Much has been written in recent years about the linkages between the agricultural and energy markets. Energy prices have always had an impact on agricultural prices indirectly through their effect on input costs. What’s new is their direct impact on output prices forged via biofuel production. In particular, corn prices are now inextricably linked with crude oil and gasoline prices. With that background in mind, this is the first of a series of posts that will explore basic pricing relationships in the energy markets and between energy and agricultural markets.
It is no surprise that crude oil prices are the major driver of transportation fuel prices. Figure 1 shows one benchmark for the price of crude oil in the U.S.—the nearby price of NYMEX crude oil futures prices on a weekly (Thursday) basis since early 2007. The roller coaster ride of the last five years is obvious, with crude rising to over $145 per barrel in the summer of 2008, dropping precipitously to under $40 during the financial meltdown during the fall of 2008, and then beginning a steady rise back to a peak over $110 this spring.
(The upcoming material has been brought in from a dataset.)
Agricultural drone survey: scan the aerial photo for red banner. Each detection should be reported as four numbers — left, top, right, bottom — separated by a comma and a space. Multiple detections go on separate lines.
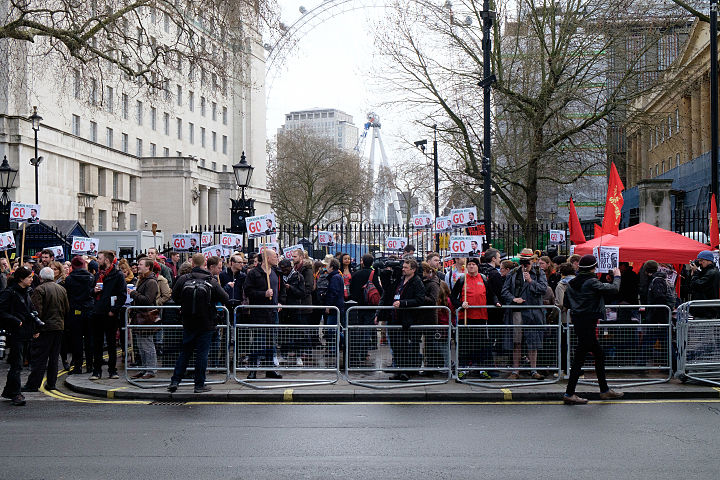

Prices have recently fallen rather sharply again to around $80.
The second line charted in Figure 1 is the weekly (Thursday) wholesale price of gasoline (RBOB) for Chicago. Since one of the major products of refining crude oil is gasoline, it is no surprise that crude and gasoline prices tend to follow one another closely. However, the relationship is far from perfect, which is evident in divergences during early 2007 and in recent months. A simple way to track the relationship is shown in Figure 2. It presents the ratio of crude oil to gasoline prices. The average ratio is about 36 for this period, meaning it usually takes about 36 gallons of gasoline to purchase one barrel of crude oil. This relationship is quite volatile, though, with a low of about 25 and a high of about 55. The sources of the variation are complex but basically have to do with changing refining margins and supply and demand conditions in the crude market versus the retail gasoline market. Notice that the ratio has recently trended down to around 30, likely reflecting a relative surplus of the type of crude represented by the NYMEX futures contract (west Texas intermediate, or WTI) and some recovery in miles driven in the U.S.
Figure 3 presents the next link in the chain—the difference between wholesale Chicago and U.S. average retail (at the pump) gasoline prices. This difference reflects transportation costs, markup, and taxes. It has averaged about 70 cents per gallon but with a great deal of variation over time. The difference has been very high recently, likely reflecting the ability of retailers to reduce pump prices more slowly than the fall in crude oil prices. History suggests this will not last and margins will fairly quickly return to levels closer to the average.
One can use the information presented here to make a simple forecast for where retail gasoline prices are headed in the near future. Let’s assume a crude oil price of $80 and a crude/gasoline ratio of 30. This implies a wholesale gasoline price of $2.67 per gallon. Tack on a 70 cent retail-wholesale gasoline margin and the result is a national average retail price of $3.37. This suggests retail gasoline prices may decline 10-15 cents in coming weeks.